Rapid, Novel, Specific, High-Throughput Assay for Diagnosis of Loa loa Infection{triangledown}

Peter D. Burbelo,1 Roshan Ramanathan,2 Amy D. Klion,2 Michael J. Iadarola,1 and Thomas B. Nutman2*

Neurobiology and Pain Therapeutics Section, Laboratory of Sensory Biology, National Institute of Dental and Craniofacial Research,1 Laboratory of Parasitic Diseases, National Institutes of Health, 4 Center Drive, Bethesda, Maryland 208922

Received 12 March 2008/ Returned for modification 7 May 2008/ Accepted 15 May 2008

The ability to diagnose Loa loa infection readily and accurately remains a demanding task. Among the available diagnostic methods, many are impractical for point-of-care field testing. To investigate whether luciferase immunoprecipitation systems (LIPS) can be used for rapid and specific diagnosis of L. loa infection, a LIPS assay was developed based on immunoglobulin G (IgG) and IgG4 subclass antibodies to a recombinant L. loa SXP-1 (designated LlSXP-1) antigen and tested with sera from healthy controls or patients with proven infection with L. loa, Mansonella perstans, Onchocerca volvulus, Strongyloides stercoralis, or Wuchereria bancrofti. A LIPS test measuring IgG antibody against LlSXP-1 readily differentiated L. loa-infected from uninfected patients and demonstrated markedly improved sensitivity and specificity compared with an LlSXP-1 IgG4-based enzyme-linked immunosorbent assay (67% sensitivity and 99% specificity). No significant immunoreactivity was observed with S. stercoralis-infected sera, but a small number of patients infected with O. volvulus, M. perstans, or W. bancrofti showed positive immunoreactivity. Measuring anti-IgG4-specific antibodies to LlSXP-1 showed a significant correlation (r ~ 0.85; P < 0.00001) with the anti-IgG results but showed no advantage over measuring the total IgG response alone. In contrast, a rapid LIPS format (called QLIPS) in which the tests are performed in less than 15 minutes under nonequilibrium conditions significantly improved the specificity for cross-reactive O. volvulus patient sera (100% sensitivity and 100% specificity). These results suggest that LIPS (and the even more rapid test QLIPS) represents a major advance in the ability to diagnose L. loa infection and may have future applications for point-of-care diagnostics.
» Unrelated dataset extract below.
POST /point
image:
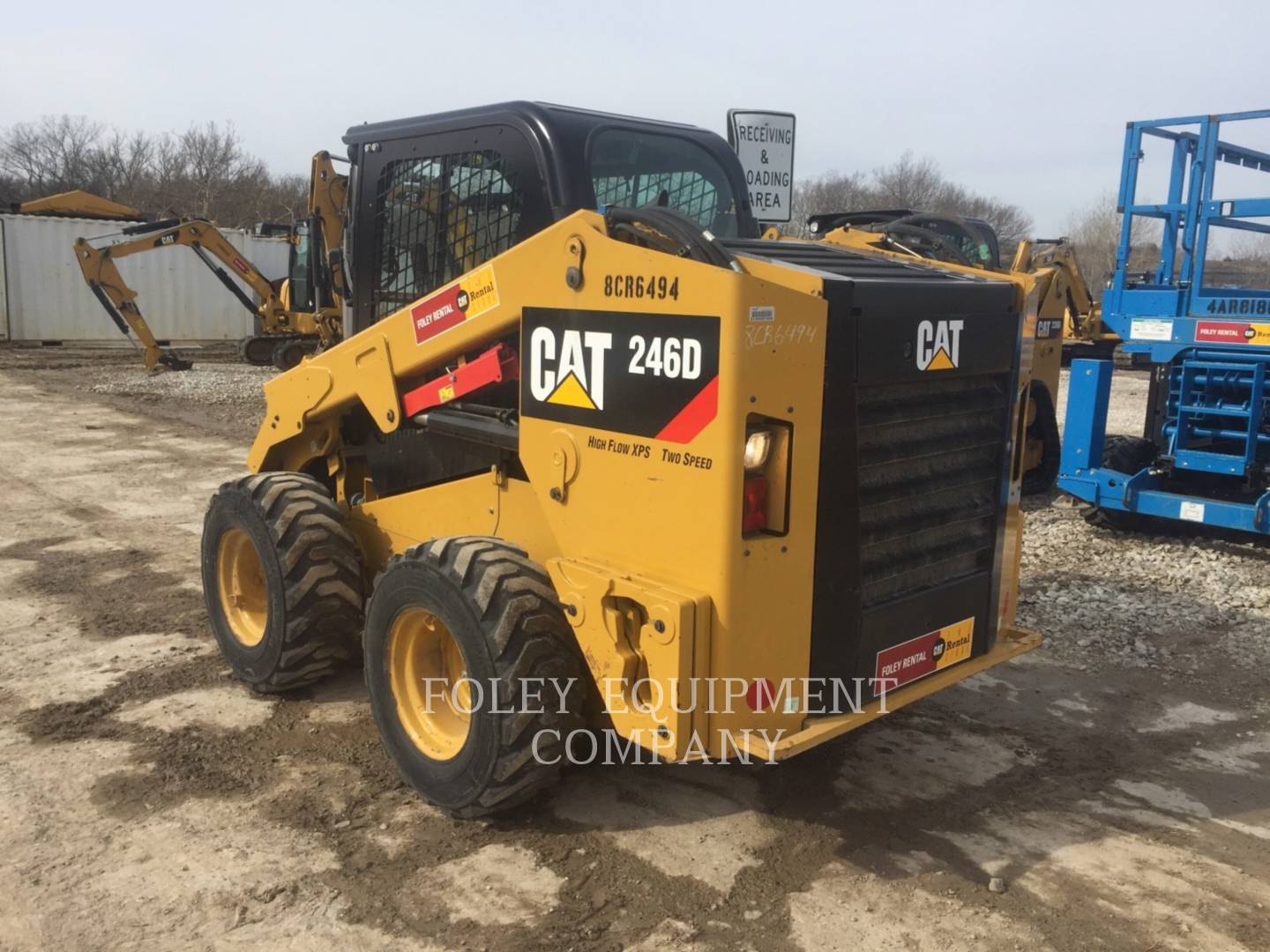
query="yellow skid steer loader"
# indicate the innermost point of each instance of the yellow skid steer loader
(608, 460)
* Corresponding author. Mailing address: Building 4, Room B1-03, 4 Center Drive, National Institutes of Health, Bethesda, MD 20892. Phone: (301) 496-5398. Fax: (301) 480-3757. E-mail: tnutman{at}niaid.nih.gov

{triangledown} Published ahead of print on 28 May 2008.


Journal of Clinical Microbiology, July 2008, p. 2298-2304, Vol. 46, No. 7
0095-1137/08/$08.00+0     doi:10.1128/JCM.00490-08
Copyright © 2008, American Society for Microbiology. All Rights Reserved.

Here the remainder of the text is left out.